Mark Hunter paid a visit to the Boleyn Ground to show off his London 2012 silver medal and catch up on some of the fantastic work West Ham United have been doing with local youngsters.
Hunter was one of the stars of the games; following up his gold in Beijing in 2008 with a silver in the lightweight double sculls. After a dramatic final, Hunter and partner Zac Purchase had to settle for second after being narrowly pipped at the post by Denmark, a result that, in time at least, Hunter will be rightly proud of.
"We kind of went there to win that's what we're about and we did everything we possibly could and left nothing in the tank, I've got no regrets about the way we tried to race or train but the aim for us was to win, so we're obviously going to be a little disappointed.
"However in months to come I'm sure I will look back and feel that having a medal from a home Olympics is something very special, and I'm very grateful I have two Olympics medals now.
"We like to lead from the word go, start flat out and leave nothing to chance, that's the way we race and to give anything other than our absolute best is shunning the gift we have as an elite athlete.

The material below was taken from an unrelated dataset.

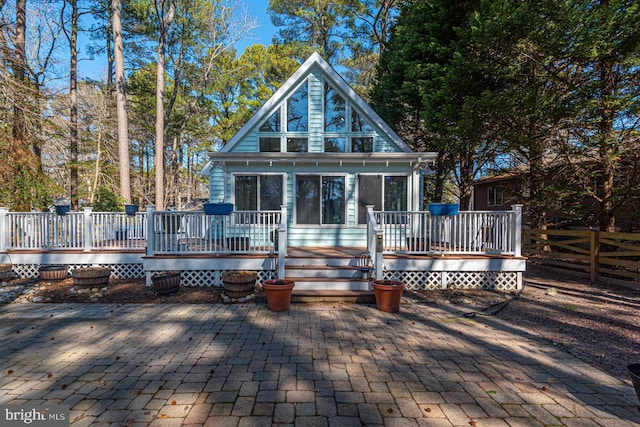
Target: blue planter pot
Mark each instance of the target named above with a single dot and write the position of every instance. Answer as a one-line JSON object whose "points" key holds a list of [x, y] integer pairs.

"Obviously not getting the medal we wanted was tough as I wanted to be stood on the podium hearing our national anthem, so it's very hard to deal with at the moment."
The lifelong Hammers fan is now planning to take a break from rowing for six months while he ponders his next career move. Hunter explained he is planning to use the period to offer something back to the local community by supporting the excellent work the West Ham United Community Sports Trust does throughout east London.

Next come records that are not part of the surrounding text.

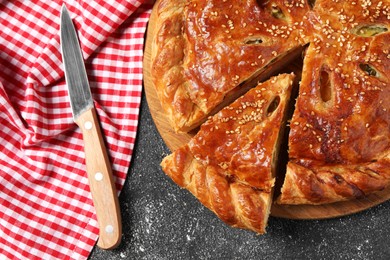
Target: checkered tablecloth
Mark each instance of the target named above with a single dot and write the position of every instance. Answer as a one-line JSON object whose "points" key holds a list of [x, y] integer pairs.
{"points": [[46, 210]]}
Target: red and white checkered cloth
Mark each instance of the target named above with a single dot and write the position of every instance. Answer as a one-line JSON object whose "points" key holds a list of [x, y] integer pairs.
{"points": [[46, 210]]}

"We need to get kids to realise that we are just normal people, we went to school, had the same experiences and tried things for ourselves. It's hard because they see us on TV but we used to be like that - we watched it and were captured by the magic of the Olympics and that's what brought us to where we are today.
"Being from the east end and being able to come back and compete at a home games where I grew up was very special. To see the buzz around the place was phenomenal, and I just hope the excitement can continue now with the legacy that follows.

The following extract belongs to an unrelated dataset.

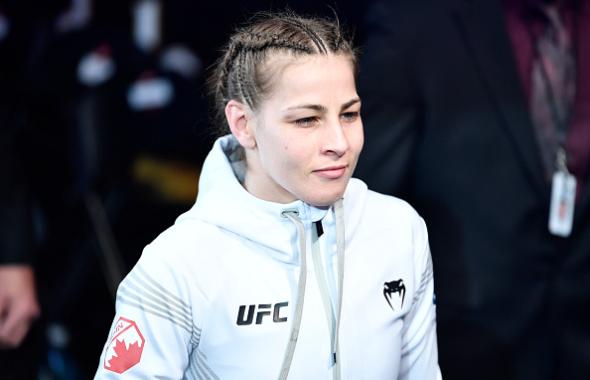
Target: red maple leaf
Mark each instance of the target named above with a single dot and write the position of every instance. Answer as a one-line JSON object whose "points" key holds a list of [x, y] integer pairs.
{"points": [[126, 357]]}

"At the event I was playing tennis with the kids and although it's not my sport it's great to spend time with them and chat about their experiences whilst watching the Olympics. I think that it's really important that athletes get out there now and make a difference.
"We went to a talk with David Cameron the other day and he said that after the Olympics athletes are like gold dust now, and he feels it's important us to get into schools and the community and sprinkle that gold dust."
Hunter will be a welcome visitor at the Boleyn Ground on Saturday when Big Sam's side kick-off their Barclays Premier League return against Aston Villa. The 34-year-old feels very much part of the group after he was spurred on ahead of his final by a warming video of support from the West Ham United squad, led by manager Sam Allardyce and captain Kevin Nolan.
"I was made up with the good luck video the club sent me, so the event is my chance to once again give something back to a club that has given so much to me, and I'm really looking forward to seeing the team back in the Premier League.
"Coming in last season was a dream come true. All the fans sit on the terraces have their view but to be able to come in and give something back was very special and I'm exceptionally pleased that the relationship has continued."